Forget In-N-Out and Alka Seltzer; the best cure for a hangover is actually a bunch of multiple-hit games throughout the lineup. Another remedy is the kind of pitching performance everyone around here can’t wait to take for granted, but have actually been pretty rare from the Giants’ first three starters lately.
Sure, it was a nice win, but at first glance the only lasting importance this game will provide is that it was the moment that accelerated Cincinnati pitcher Edinson Volquez’s inevitable transition from starter to journeyman reliever (after a few starts in a row where he gave up 1 ER each time, the oft-injured Volquez gave up 5 ER in 4 2/3 against the Diamondbacks before giving up 5 more in the first inning tonight, an inning he couldn’t even complete).
But for the Giants, tonight’s game wasn’t just mouthwash to take the road trip taste away, it (hopefully) will mark the end of Buster Posey, the best hitter in the National League since his arrival besides perhaps Albert Pujols, hitting second.
Thank you Freddy Sanchez, for a couple things. First, he didn’t let his absolute lack of a clue at the plate affect his defense. Second, he took advantage of bad pitching and collected his first 4-hit game since joining the team. It should mean he’ll be back where he should be in this lineup — not because he deserves it, but because he’s the only one who makes sense hitting there. God knows it makes no sense to put a guy there who’s slugging over .530, not when the Giants don’t have definitive No. 3 or cleanup hitters, besides maybe sticking Huff wherever you don’t put Posey.
Everyone knows the Reds can’t handle the oppressive Bay Area heat…
— Matt Cain’s got a little Big Bird to him, doesn’t he? At least when he trots back to the dugout after making an out at first base. He’s no Pau Gasol, but the blond curls and the fact that his neck looks a lot longer now that he’s lost all his baby weight do bear a resemblance. Oh yeah, he’s also the best pitcher on the Giants staff, the only guy who anybody should feel comfortable with throwing 125 pitches at this point, and the only logical choice to start a Game 1 if the Giants somehow make it out of this mess (not that we’re reserving our postseason tickets).
— Nice job by Cody Ross, who singled in his first plate appearance with his new team, and Nate Schierholtz, who followed a single by the guy trying to steal his job (wait, does Schierholtz even have a discernible job?) with a double of his own after a tremendous at-bat.
— Sure, we could focus on the fact that the guy Ross and Schierholtz faced was some reliever named Logan Ondrusek (who was thrown to the wolves by Dusty Baker), but why drape dark clouds on such a beautiful, sunny San Francisco day?

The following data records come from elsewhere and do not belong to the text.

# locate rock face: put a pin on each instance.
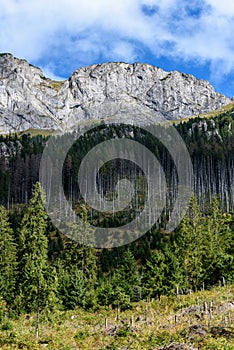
(140, 92)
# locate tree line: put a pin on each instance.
(42, 270)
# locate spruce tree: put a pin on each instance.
(8, 258)
(37, 282)
(189, 245)
(78, 267)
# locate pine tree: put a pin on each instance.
(37, 282)
(218, 245)
(8, 258)
(189, 245)
(78, 267)
(162, 274)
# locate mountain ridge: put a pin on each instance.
(138, 92)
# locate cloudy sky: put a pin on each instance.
(193, 36)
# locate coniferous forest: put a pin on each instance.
(43, 272)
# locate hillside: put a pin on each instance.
(136, 92)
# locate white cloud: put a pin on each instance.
(46, 30)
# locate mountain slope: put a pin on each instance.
(139, 91)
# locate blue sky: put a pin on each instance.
(59, 36)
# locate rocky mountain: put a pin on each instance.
(141, 92)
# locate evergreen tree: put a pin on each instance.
(37, 280)
(78, 267)
(162, 274)
(8, 258)
(189, 245)
(218, 253)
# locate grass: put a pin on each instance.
(153, 324)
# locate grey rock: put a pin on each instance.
(137, 92)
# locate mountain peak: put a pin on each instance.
(141, 91)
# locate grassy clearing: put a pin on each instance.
(203, 320)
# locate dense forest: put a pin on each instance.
(43, 270)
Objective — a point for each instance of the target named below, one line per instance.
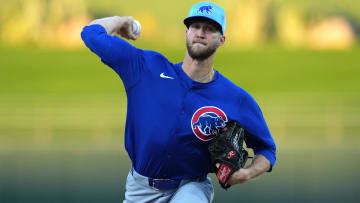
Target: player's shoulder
(154, 56)
(231, 88)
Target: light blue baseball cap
(207, 10)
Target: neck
(199, 71)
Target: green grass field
(62, 119)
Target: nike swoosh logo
(165, 76)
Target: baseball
(136, 27)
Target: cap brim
(189, 20)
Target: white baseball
(136, 27)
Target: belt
(164, 184)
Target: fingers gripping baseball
(125, 30)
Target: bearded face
(202, 40)
(200, 51)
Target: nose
(200, 32)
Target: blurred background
(62, 111)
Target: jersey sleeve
(258, 134)
(121, 56)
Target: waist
(161, 184)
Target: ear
(222, 40)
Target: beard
(200, 55)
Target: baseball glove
(226, 148)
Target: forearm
(111, 24)
(258, 166)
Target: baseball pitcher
(184, 120)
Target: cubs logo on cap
(209, 11)
(207, 121)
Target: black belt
(164, 184)
(168, 184)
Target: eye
(210, 29)
(195, 26)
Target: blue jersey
(170, 117)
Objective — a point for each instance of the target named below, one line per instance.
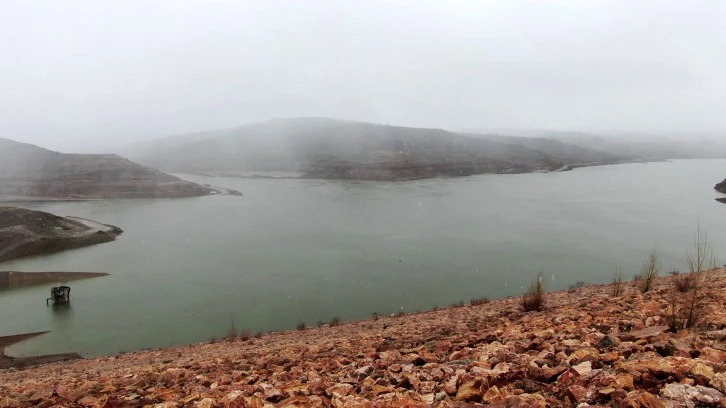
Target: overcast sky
(92, 74)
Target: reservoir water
(308, 250)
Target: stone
(719, 382)
(641, 399)
(469, 391)
(712, 355)
(234, 399)
(568, 377)
(589, 353)
(683, 395)
(643, 334)
(583, 368)
(206, 403)
(522, 401)
(624, 381)
(339, 390)
(577, 392)
(606, 342)
(493, 395)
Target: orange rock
(641, 399)
(576, 392)
(493, 395)
(469, 391)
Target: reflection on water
(61, 311)
(303, 250)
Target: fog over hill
(331, 148)
(31, 172)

— Andres Torres, with 2 walks and a homer … when he’s in the lineup and hitting well, the Giants are such a different team. It’s a shame he’s going to have to platoon with R&R (Ross and Rowand) for the rest of the season.
— Pablo Sandoval smacked the ball around a little, but is anybody else getting tired of people predicting his resurgence every time he has a couple good at-bats in the same game? Yes, it would help the team if he went on some sort of Buster-Posey-in-July streak the rest of the way, but we’ve heard he’s on his way back about 48 times this season.
— And adult males, stop wearing panda hats. Ever.
— Scott Rolen and Jimmy Rollins of the presidents of the “Really Good Vets Who Seem Like They’ve Been Killing The Giants For Years But Actually Haven’t Been” club. You know, RGVWSLTBKTGFYBUHB. That club.
— Aubrey Huff is pretty darn awesome. Not because he’s hitting .300 with 22 homers (and he was close to picking up Nos. 22 and 23 tonight), although that is cool. No, it’s because he’s an AL East lifer from two crappy teams who came right in and became the team leader. I think it’s the goatee. That thing is straight up baseball, right there.